Social media can help hone aspects of our real-life selves and enable us to express ourselves more honestly
[Written By: Katy Scott]
My relationship with social media and how it has influenced my identity – particularly my perceived identity – is a confusing one. My online persona is pretty fake, but it suits my requirements of social media: to make me look semi-employable and to store those holiday pictures I want to delete off my phone for more storage.
A few years ago I would often upload pictures of what I had been up to because, as the ancient proverb goes, pics or it didn’t happen. Nowadays, I feel a lot less pressure to update so often. Despite this, after a trip to Italy teaching last summer, I decided to upload an album of my favourite pictures. A few months later, a new friend commented that, having added me on Facebook months previously, she was surprised by what I was like when she eventually met me in person.

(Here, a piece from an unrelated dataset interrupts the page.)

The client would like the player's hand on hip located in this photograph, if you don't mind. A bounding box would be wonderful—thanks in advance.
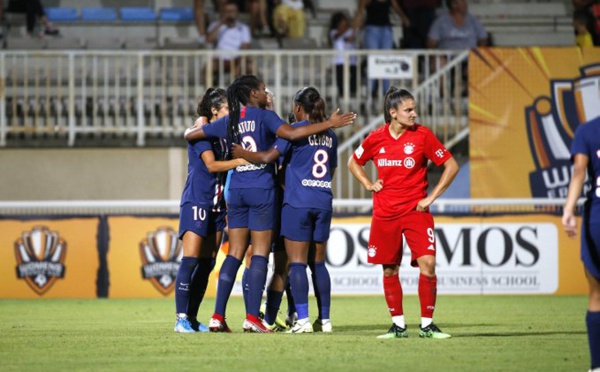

Apparently, I didn’t match the version of myself conveyed in those pictures.
By now, it’s cliché to say that people are fake online. I don’t post much but when I do, it’s always positive and it’s not even remotely true to who I am. It’s a sanitized, happy, family-friendly (I have relatives on Facebook – rookie error) version of myself. Anything more is too open.
We do this in most facets of our life though – we don’t alter aspects of ourselves for social media alone. I can bet that the version of you that chats to your mum on the phone about all of those lectures you may or may not be attending is far different from the version throwing up in Hive and triple texting That Guy. So maybe social media is just another example of this manipulation of our identities?
The issue, I suppose, is that we’re not always lying to our mums on the phone, and we’re not always throwing up in Hive and texting questionable fuckboys (hopefully). However, some estimations suggest that we can spend upwards of two hours every day on social media. At what point does this social media mask become harmful? Suppressing our true identities every so often isn’t hard, but feeling pressured to do so for hours every day? At what point do we begin to blur the lines?
I’m not going to lie: it’s not fun scrolling down your Facebook feed and seeing people smiling and succeeding after you’ve just had a huge fight with your boyfriend and you’re doing badly at work. But I believe we’re at a point now where we know it’s not all there is to the situation.
Recently I’ve noticed, in my small sphere of social media, that some people are more open to posting about the negative aspects of their lives – by no means as much as the positives, but it’s weirdly reassuring to see things like this. People are obviously trying to fight against this notion of perfection, especially in discussing stigmatized topics. From posting about a bad mental health period to candid discussions of bad familial relations, I’ve seen a lot of these posts in just the past week and it’s refreshing to witness real people discussing their struggles online for the world to see, and refusing to be ashamed of it.
While I don’t think I’ll ever be completely open on social media, and I don’t think anyone else is obliged to be, it’s nice knowing that we’re getting closer to portraying ourselves more honestly. As a generation, I’d go as far as to argue that we’re getting better at putting our phones down, with many of my friends resolving to try and not to waste hours scrolling online. We all know how rotten you can feel after you’ve wasted hours of valuable free time reading about the fake lives of people that you’re not really friends with.
Despite what the new prophet Black Mirror may suggest, I’m feeling somewhat optimistic about the future of our online personas. I hope to see the gap between the online version and the real thing narrowing even more as we progress into much more honest territory, one where we can acknowledge and own the fact that we aren’t happy and succeeding all of the time.